Equinoccio de Primavera en Uaxactun

Cubiertos por la mística que invade las antiguas ruinas mayas en la celebración del equinoccio y contagiados por la nueva corriente ecológica que predomina en la comunidad se llevó a cabo una celebración que además de reconfortar espiritualmente lleva un mensaje de preservación y esperanza.

Por Pilar Fonseca / C4

Invitados por la Asociación de Comunidades Forestales de Peten, Revista C4, participo junto a centenares de personas, extranjeros y nativos de la celebración del Equinoccio de Primavera en Uaxactun Peten.
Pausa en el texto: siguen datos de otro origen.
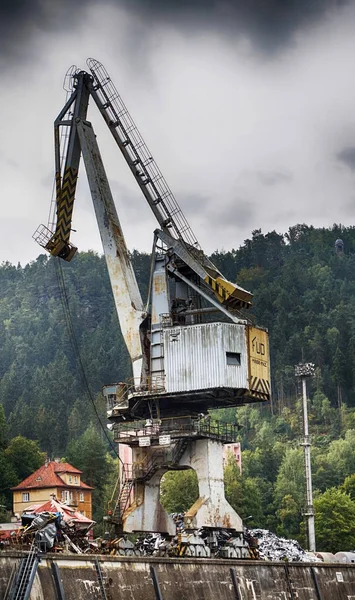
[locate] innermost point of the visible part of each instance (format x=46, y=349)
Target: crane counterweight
x=191, y=347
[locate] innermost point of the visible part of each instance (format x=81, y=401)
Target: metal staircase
x=154, y=461
x=24, y=577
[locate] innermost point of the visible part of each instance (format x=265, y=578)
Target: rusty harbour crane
x=191, y=347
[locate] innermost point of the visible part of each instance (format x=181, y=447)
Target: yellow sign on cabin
x=259, y=363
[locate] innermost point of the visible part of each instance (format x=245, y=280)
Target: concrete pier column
x=211, y=509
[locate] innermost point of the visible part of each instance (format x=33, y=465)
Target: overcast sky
x=248, y=107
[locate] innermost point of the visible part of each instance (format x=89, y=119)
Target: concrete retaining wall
x=180, y=579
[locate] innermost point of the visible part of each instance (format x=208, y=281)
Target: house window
x=233, y=358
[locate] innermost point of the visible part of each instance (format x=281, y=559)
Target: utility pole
x=304, y=371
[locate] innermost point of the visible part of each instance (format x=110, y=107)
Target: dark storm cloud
x=274, y=177
x=239, y=213
x=347, y=156
x=270, y=24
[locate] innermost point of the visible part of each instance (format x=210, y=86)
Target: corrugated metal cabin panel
x=195, y=357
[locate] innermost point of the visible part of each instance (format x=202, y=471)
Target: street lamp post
x=304, y=371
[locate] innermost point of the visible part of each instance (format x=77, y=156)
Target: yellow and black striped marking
x=65, y=201
x=260, y=386
x=229, y=293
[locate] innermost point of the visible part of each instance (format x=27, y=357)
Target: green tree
x=178, y=490
x=24, y=456
x=334, y=521
x=89, y=454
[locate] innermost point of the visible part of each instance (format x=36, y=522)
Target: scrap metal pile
x=55, y=531
x=50, y=531
x=272, y=547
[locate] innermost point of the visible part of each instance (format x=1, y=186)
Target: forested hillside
x=304, y=292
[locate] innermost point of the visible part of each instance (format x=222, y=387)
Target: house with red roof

Durante varios días grupos de sacerdotes mayas practicaron, ceremonias ancestrales, uniendo a la celebración una visión de preservación del medio ambiente. Este año tuvo una connotación ecología ya que coincidio con la celebración mundial del día del agua que ha cobrado importancia debido al trabajo constante de concientización que realizan diferentes entidades gubernamentales y asociaciones de vecino.

 

Esta ceremonia, tiene como objetivo central la celebración de los movimientos astrológicos con el sol “en la línea del Ecuador”, lo que proporciona un equilibrio en el ser humano y en el universo para que cada cual pueda “ordenar” su propia vida.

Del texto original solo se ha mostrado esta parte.